The new device consists of two key components, explains lead author Hongyang Gao, a PhD candidate. in electrical engineering from Amherst College. The first is a three-dimensional cardiac microtissue (CMT) grown in the lab from human stem cells under the direction of co-author Yubing Sun, associate professor of mechanical and industrial engineering at Amherst College in Massachusetts. be. CMT is the closest analog to a full-sized living human heart, making it the preferred model for in vitro testing. However, since CMTs are grown in vitro, they must mature, a process that takes time and can be easily interrupted by clumsy sensors.
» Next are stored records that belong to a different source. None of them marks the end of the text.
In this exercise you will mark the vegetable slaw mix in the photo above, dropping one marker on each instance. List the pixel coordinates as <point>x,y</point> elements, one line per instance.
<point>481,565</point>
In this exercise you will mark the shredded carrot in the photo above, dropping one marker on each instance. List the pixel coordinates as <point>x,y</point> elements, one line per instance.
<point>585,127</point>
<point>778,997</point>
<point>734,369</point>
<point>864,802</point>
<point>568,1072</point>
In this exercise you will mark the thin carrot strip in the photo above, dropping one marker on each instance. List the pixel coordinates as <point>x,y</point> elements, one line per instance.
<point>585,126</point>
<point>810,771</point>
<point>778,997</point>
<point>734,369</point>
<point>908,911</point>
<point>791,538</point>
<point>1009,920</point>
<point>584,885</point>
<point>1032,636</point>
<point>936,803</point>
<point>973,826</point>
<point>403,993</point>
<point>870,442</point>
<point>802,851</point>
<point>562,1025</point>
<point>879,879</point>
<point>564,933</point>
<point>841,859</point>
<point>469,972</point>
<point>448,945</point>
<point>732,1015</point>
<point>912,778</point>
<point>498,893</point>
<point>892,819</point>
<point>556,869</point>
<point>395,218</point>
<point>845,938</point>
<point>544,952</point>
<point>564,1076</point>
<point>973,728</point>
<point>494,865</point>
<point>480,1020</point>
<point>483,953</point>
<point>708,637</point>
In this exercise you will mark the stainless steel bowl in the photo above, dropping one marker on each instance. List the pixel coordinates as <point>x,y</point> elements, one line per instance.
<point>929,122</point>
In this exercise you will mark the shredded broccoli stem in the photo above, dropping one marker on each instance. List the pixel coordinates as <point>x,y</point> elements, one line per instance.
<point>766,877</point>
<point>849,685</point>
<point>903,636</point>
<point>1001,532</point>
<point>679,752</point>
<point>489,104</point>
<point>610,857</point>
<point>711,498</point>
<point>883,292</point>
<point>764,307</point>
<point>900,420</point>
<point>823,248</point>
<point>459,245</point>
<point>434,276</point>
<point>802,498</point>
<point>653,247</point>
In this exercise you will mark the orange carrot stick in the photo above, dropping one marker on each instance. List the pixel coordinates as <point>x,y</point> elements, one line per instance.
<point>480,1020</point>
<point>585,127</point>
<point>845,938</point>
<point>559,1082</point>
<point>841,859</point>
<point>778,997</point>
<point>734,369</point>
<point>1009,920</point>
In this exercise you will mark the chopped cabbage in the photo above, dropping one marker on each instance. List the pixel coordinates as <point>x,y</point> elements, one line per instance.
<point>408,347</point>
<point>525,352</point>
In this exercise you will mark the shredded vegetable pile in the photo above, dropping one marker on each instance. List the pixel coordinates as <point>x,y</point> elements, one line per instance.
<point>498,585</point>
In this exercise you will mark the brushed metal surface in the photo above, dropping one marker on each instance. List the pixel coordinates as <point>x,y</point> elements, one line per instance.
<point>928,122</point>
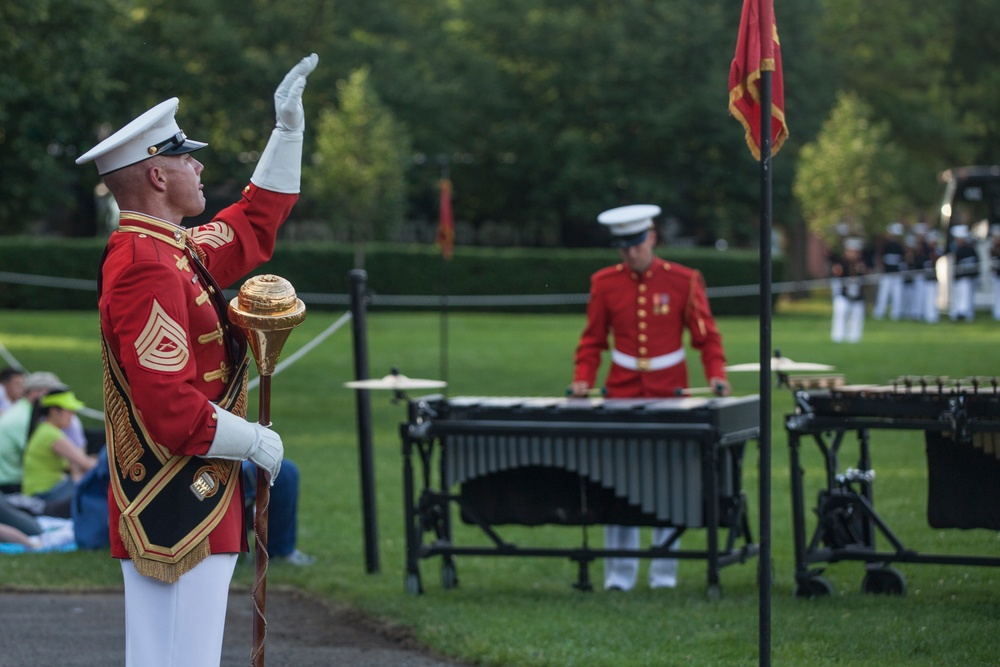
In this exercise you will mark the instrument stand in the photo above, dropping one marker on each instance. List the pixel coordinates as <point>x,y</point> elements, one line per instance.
<point>569,466</point>
<point>847,522</point>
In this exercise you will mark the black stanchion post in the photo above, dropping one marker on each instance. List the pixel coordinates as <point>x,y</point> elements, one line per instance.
<point>359,303</point>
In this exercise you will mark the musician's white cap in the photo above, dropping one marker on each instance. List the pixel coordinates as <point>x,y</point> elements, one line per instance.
<point>629,225</point>
<point>155,132</point>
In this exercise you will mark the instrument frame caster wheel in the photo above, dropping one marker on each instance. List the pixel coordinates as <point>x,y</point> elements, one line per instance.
<point>885,580</point>
<point>412,584</point>
<point>449,577</point>
<point>814,586</point>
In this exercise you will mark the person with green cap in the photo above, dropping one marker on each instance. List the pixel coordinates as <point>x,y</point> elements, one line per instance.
<point>52,463</point>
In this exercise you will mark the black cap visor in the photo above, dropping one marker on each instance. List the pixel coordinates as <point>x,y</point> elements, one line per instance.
<point>629,240</point>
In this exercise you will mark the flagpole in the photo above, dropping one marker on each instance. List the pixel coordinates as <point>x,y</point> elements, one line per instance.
<point>445,257</point>
<point>765,371</point>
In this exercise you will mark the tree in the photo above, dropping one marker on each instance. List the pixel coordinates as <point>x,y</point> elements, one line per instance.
<point>849,173</point>
<point>54,74</point>
<point>358,172</point>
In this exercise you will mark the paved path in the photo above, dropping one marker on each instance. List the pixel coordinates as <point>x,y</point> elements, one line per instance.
<point>88,630</point>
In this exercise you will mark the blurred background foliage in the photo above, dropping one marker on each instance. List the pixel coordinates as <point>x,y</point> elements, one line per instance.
<point>541,112</point>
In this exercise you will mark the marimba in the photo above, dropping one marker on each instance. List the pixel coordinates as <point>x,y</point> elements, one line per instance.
<point>960,419</point>
<point>534,461</point>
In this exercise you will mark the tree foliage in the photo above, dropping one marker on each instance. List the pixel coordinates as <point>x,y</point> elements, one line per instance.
<point>357,175</point>
<point>547,111</point>
<point>849,174</point>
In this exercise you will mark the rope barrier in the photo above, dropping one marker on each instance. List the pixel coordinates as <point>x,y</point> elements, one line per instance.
<point>469,301</point>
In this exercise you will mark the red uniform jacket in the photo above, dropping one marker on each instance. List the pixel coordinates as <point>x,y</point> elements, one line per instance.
<point>166,335</point>
<point>646,315</point>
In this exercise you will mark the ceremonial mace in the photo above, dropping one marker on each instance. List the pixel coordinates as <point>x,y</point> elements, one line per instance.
<point>267,310</point>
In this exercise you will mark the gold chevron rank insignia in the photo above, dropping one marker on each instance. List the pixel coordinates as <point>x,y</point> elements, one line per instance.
<point>162,346</point>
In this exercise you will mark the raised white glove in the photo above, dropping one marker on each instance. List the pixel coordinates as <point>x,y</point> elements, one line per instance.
<point>280,166</point>
<point>237,439</point>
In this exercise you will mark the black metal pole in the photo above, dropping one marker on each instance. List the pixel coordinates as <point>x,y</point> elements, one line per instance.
<point>359,302</point>
<point>443,333</point>
<point>764,575</point>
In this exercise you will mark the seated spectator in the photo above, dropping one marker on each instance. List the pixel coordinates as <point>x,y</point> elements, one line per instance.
<point>52,463</point>
<point>283,509</point>
<point>17,521</point>
<point>14,426</point>
<point>11,387</point>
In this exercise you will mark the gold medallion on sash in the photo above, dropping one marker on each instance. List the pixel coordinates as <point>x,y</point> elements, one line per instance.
<point>169,504</point>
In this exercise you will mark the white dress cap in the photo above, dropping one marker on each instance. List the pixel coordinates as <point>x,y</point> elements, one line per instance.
<point>629,224</point>
<point>854,243</point>
<point>155,132</point>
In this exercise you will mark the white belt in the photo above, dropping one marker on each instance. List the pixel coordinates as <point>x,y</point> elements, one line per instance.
<point>647,363</point>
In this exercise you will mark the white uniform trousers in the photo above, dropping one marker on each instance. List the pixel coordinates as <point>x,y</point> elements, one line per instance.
<point>961,299</point>
<point>889,296</point>
<point>179,624</point>
<point>622,572</point>
<point>848,320</point>
<point>930,301</point>
<point>915,298</point>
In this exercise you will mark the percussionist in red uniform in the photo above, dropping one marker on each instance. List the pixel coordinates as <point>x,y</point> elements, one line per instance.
<point>644,303</point>
<point>175,379</point>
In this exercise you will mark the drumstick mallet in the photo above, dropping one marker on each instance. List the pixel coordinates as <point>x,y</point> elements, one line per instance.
<point>267,310</point>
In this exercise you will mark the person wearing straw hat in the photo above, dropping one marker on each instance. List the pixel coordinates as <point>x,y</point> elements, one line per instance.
<point>175,372</point>
<point>644,303</point>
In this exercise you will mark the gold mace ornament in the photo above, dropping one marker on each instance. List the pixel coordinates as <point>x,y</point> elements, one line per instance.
<point>266,310</point>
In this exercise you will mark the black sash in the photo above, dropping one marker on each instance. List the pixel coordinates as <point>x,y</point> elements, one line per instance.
<point>169,504</point>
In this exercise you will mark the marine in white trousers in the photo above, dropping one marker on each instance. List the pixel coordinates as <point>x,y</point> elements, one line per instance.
<point>889,297</point>
<point>621,573</point>
<point>179,624</point>
<point>961,299</point>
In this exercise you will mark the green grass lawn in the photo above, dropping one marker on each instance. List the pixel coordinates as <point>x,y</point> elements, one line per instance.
<point>523,611</point>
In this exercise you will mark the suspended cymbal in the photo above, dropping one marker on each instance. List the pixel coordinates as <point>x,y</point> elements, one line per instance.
<point>396,381</point>
<point>781,365</point>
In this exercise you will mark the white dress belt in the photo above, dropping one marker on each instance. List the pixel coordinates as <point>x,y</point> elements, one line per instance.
<point>647,363</point>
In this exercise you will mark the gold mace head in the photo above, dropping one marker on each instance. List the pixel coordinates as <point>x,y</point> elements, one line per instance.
<point>267,310</point>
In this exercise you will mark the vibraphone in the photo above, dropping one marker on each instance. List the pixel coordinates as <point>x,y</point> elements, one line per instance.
<point>576,462</point>
<point>961,422</point>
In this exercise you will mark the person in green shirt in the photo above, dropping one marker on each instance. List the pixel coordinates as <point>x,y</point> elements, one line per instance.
<point>15,423</point>
<point>52,463</point>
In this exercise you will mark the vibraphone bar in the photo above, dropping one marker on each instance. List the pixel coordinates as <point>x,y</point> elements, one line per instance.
<point>579,462</point>
<point>960,419</point>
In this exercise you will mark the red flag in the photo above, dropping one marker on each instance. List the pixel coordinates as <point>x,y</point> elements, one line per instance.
<point>446,222</point>
<point>757,50</point>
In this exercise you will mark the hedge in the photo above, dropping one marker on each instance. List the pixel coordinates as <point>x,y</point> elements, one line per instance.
<point>392,269</point>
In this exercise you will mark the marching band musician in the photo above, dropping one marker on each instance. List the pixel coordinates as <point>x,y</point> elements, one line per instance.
<point>849,299</point>
<point>961,306</point>
<point>644,303</point>
<point>175,372</point>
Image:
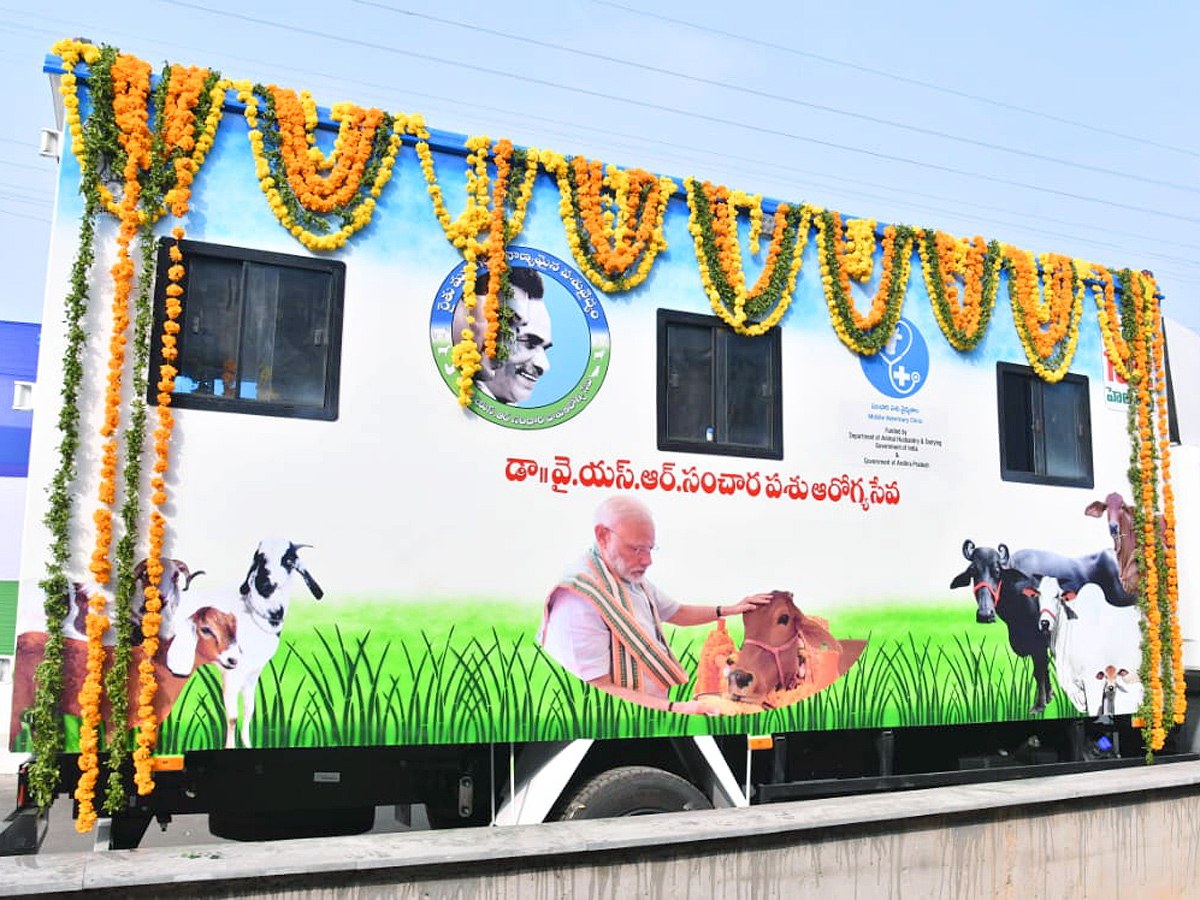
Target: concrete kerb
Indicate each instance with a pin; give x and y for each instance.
(65, 873)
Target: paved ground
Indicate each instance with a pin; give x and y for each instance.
(183, 831)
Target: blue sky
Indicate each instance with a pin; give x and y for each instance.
(1067, 127)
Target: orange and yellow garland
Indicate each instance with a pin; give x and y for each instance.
(603, 205)
(484, 210)
(713, 223)
(299, 162)
(131, 85)
(184, 148)
(945, 258)
(1049, 328)
(863, 334)
(1108, 315)
(613, 219)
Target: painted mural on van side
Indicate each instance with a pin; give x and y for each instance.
(547, 490)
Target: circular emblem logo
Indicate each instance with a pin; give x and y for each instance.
(558, 351)
(901, 366)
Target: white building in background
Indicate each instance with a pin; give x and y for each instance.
(18, 371)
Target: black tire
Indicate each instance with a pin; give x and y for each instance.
(631, 791)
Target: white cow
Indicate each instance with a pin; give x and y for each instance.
(1097, 649)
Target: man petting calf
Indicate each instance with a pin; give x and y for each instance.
(604, 621)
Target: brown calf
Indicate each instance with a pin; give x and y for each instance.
(1121, 525)
(774, 651)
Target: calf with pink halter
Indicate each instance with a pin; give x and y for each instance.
(1121, 520)
(773, 651)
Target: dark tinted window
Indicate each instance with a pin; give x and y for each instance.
(261, 333)
(719, 391)
(1045, 430)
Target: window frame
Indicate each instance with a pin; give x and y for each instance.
(772, 341)
(334, 268)
(1084, 430)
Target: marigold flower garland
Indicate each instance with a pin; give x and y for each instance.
(613, 219)
(46, 717)
(485, 209)
(977, 263)
(157, 167)
(1176, 707)
(864, 334)
(289, 172)
(131, 93)
(1113, 325)
(1049, 329)
(858, 255)
(1143, 477)
(714, 229)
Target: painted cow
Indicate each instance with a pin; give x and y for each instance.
(1013, 595)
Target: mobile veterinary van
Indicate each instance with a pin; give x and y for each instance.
(323, 491)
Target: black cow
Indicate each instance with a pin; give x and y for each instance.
(1073, 573)
(1013, 595)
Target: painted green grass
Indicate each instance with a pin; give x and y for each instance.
(408, 677)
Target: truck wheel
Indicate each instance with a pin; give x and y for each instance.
(631, 791)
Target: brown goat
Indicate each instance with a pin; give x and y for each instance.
(216, 642)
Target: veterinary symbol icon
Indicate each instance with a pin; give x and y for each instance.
(901, 365)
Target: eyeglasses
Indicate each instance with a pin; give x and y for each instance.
(636, 549)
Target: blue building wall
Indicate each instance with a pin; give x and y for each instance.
(18, 363)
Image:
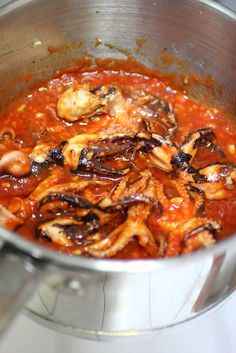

The second key ingredient includes graphene, a pure carbon material that is only one atom thick. Due to its nature, graphene has some surprising properties that make it ideal for heart sensors. Because graphene is electrically conductive, it can sense electrical charges passing through heart tissue. It is also piezoresistive. In other words, when it stretches due to things like heartbeats, its electrical resistance increases. Graphene is also incredibly thin, allowing it to record even the smallest movements of muscle contraction and relaxation, without interfering with the heart’s function throughout the maturation process. Co-author Jing Kong, an MIT professor of electrical engineering, and her group provided this important graphene material.

“Graphene already has many applications, and it’s great that graphene can be used for this important need because of its various properties,” Kong said.

Next, Gao, Yao, and colleagues embedded a series of graphene sensors into the soft, stretchable, porous mesh scaffold they developed. This scaffold has structural and mechanical properties close to human tissue and can be applied noninvasively to cardiac tissue.

“No one has ever done this before,” Gao says. “Graphene can survive in biological environments for very long periods without degrading and does not lose its conductivity, allowing us to monitor CMTs throughout the maturation process.”

“This is very important for a variety of reasons,” Yao adds. “Our sensors can provide real-time feedback to scientists and pharmaceutical researchers, and we can do so in a cost-effective manner. We are leveraging our electrical engineering insights to support a wide range of research We’re proud to help build tools that help people.”

In the future, Gao says he hopes to be able to adapt the sensor on a larger scale, all the way to in-vivo monitoring, which will provide the best data to help solve heart disease.

This research was supported by the Army Research Office, the National Institutes of Health, the National Science Foundation, the Semiconductor Research Corporation, the Link Foundation, and the Applied Life Sciences Institute at Massachusetts Amherst.